Choice and Charter vs. Public
On a more encouraging note, the report cards reveal that Milwaukee’s public charter and private choice schools have, once again, proven themselves to produce a higher “bang for the buck.” Proficiency rates among students in choice schools were more than double, on average, the average proficiency rates in Milwaukee Public Schools. In my six years of analyzing this data, this is by far the largest proficiency gap that I have observed.
This may, in part, show the effects of keeping school doors closed for most of an entire school year. While some private choice schools and public charter schools remained shuttered as well, many worked hard to continue to educate students in-person.
A similar huge performance advantage is seen in Racine between choice and traditional public schools. Students in Racine’s private choice schools had a proficiency rate of approximately 22%, on average, compared to slightly less than 10% in public schools.
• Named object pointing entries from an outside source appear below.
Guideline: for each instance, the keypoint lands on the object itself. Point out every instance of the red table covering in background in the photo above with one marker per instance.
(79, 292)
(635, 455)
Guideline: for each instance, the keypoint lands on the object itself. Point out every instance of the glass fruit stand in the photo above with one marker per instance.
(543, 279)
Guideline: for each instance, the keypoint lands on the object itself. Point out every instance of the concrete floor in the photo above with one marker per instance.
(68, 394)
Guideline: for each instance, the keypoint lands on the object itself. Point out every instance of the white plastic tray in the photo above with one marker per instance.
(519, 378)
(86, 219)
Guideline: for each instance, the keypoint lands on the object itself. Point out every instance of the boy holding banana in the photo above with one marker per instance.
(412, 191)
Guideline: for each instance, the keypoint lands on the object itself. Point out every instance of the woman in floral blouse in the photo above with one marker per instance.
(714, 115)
The stark gaps suggest kowtowing to the demands of the teacher’s union at the expense of kids will have a long-term cost. That said, it is worth noting that proficiency rates remain far too low across all three sectors; we must continue to work towards improvement in all of them.
Wisconsin’s report card isn’t meeting anyone’s expectations. Parents that rely on the report card for information about the quality of local schools are done a disservice when the information doesn’t paint a clear picture of whether students are learning. Providing more information and transparency about student proficiency is beneficial to parents and school leaders. We can craft a report card that captures growth while still insisting that achieving proficiency matters.